Heytesbury to Tytherington
The river now runs along the south of Heytesbury. The first bridge is on the road from Heytesbury to Tytherington. Here, the river runs along the back of gardens. Willows hang over the river, yellow in spring.
Heytesbury – Heytesbury Mill
A lot of water management once took place around Heytesbury – channels diverted water from the Wylye to the meadows, and to a mill stream for Heytesbury Mill. Many of the watercourses were crossed by fords as late as the early 20th century. Now, many of those water courses are dry, including the mill race. The bridge that crosses the river here is a modern concrete affair (and is interesting because of that).
The next bridge is that which takes the road from Upton Lovell across the river. The bridge is one of the few named bridges along the length of the river; it is named Suffers Bridge. This sounds like a personal name rather than a condition, perhaps the landowner who built the bridge. Next to the bridge is a willow. This lovely willow is best seen in early spring, before the other trees come into leaf and crowd around it. Arriving at this bridge at the time of year at which this photograph was taken was a highlight in this photographic journey. The tree can be spectacular in the right light.

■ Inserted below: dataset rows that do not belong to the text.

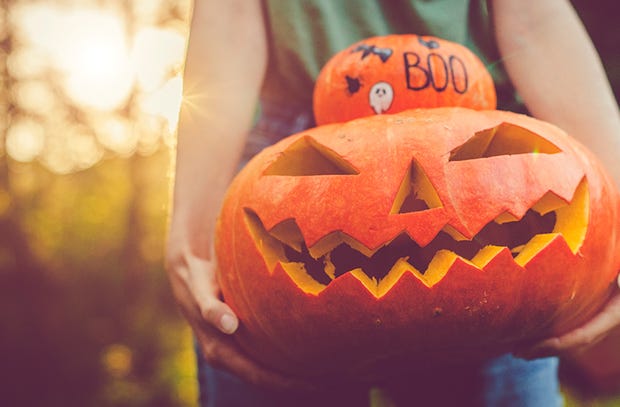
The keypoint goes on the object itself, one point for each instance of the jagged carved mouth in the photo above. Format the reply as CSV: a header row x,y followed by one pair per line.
x,y
314,268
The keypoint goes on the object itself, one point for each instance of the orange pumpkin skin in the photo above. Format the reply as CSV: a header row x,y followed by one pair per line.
x,y
476,307
393,73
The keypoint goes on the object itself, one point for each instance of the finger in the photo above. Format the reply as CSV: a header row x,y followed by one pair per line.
x,y
205,290
585,336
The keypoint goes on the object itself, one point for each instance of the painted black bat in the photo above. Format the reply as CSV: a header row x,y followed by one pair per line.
x,y
383,53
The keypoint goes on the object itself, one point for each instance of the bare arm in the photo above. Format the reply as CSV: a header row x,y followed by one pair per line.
x,y
225,64
556,69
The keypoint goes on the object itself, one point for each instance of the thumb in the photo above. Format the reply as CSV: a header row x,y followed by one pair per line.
x,y
218,314
206,292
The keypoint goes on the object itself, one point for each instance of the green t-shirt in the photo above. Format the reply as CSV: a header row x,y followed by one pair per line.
x,y
304,34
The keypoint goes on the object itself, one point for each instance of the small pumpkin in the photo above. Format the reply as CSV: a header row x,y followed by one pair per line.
x,y
392,73
422,236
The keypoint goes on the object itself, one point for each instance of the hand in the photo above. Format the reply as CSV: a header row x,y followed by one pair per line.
x,y
582,338
213,322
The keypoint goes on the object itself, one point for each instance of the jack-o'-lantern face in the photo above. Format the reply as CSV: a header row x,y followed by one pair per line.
x,y
428,231
393,73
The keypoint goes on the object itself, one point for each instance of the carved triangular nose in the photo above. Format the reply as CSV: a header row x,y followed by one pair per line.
x,y
416,192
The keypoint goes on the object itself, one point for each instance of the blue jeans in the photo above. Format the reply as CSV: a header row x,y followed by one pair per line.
x,y
505,381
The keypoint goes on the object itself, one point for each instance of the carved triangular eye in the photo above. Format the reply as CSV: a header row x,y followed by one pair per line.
x,y
505,139
307,157
416,193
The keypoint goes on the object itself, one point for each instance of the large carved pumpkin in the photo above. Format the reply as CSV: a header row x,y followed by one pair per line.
x,y
392,73
420,236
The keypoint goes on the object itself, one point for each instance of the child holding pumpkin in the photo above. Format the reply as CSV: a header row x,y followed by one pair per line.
x,y
230,65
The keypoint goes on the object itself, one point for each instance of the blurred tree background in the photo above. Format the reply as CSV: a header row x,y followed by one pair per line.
x,y
90,96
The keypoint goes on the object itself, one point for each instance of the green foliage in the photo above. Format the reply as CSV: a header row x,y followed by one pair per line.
x,y
90,320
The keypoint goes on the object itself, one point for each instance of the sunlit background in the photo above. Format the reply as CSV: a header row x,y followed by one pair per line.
x,y
89,104
90,97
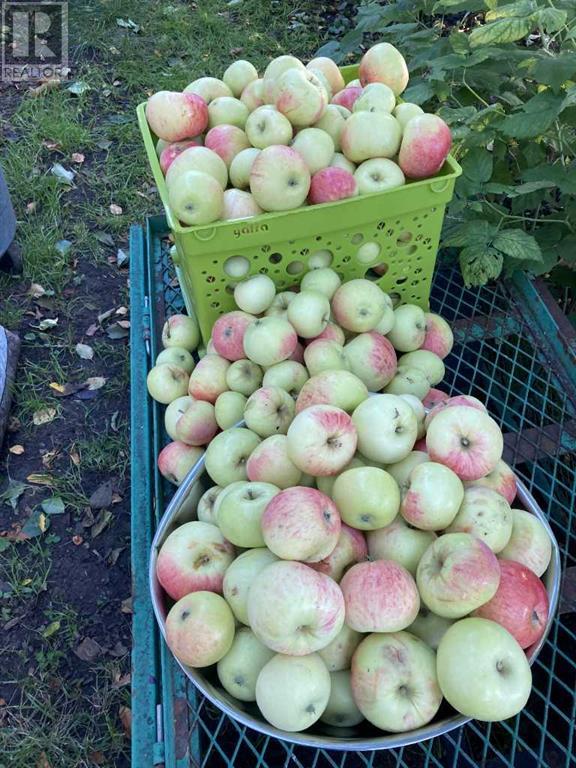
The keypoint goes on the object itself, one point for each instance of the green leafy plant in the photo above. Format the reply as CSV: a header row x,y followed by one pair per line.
x,y
503,76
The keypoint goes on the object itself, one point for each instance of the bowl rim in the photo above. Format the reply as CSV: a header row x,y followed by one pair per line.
x,y
551,577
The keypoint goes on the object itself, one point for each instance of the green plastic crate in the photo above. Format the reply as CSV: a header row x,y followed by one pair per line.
x,y
514,351
405,224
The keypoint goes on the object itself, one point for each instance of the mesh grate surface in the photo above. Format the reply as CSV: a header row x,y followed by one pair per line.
x,y
499,358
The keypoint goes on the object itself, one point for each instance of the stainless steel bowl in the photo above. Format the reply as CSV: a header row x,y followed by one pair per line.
x,y
182,508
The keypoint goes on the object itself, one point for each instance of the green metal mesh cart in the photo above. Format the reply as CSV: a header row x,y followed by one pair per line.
x,y
514,351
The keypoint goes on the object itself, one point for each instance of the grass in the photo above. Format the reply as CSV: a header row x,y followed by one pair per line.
x,y
55,718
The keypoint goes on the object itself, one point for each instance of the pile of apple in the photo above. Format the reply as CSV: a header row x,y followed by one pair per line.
x,y
357,556
233,148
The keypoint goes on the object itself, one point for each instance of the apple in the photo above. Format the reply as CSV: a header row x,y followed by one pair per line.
x,y
301,97
372,358
332,184
367,497
529,543
205,507
406,111
370,134
239,510
288,375
380,596
244,376
382,63
269,462
465,439
308,313
269,411
194,557
425,146
293,609
228,330
487,515
330,71
227,141
197,198
176,116
429,627
378,175
376,97
238,670
174,150
200,629
347,96
266,127
208,88
176,459
397,541
350,548
274,71
439,337
428,362
409,328
279,306
208,379
497,684
305,685
341,710
337,655
394,681
197,425
340,161
173,412
229,409
387,428
253,94
239,577
239,75
167,382
332,123
227,454
324,280
402,469
241,167
408,381
457,574
520,604
502,480
324,355
433,497
255,294
280,179
316,148
321,440
269,340
177,356
301,524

When Codford had a station, the station was closer to Boyton than it was to Codford St Peter. There is a bridge on the road from the station to the Boyton. The road is called Station Road. Where it makes a junction with the Wylye Road, the elaborate gates of Boyton Manor sit opposite. As interesting as those gates are, and that manor is, this is a story about views from bridges. So, next is the view downstream from the bridge on Station Road.
Codford St Mary
The road from Codford St Mary to Stockton is the next to cross the river. The river has since Boreham been winding some way to the south of the intervening villages, but here the river has turned slightly north to kiss the very edge of Codford St Mary.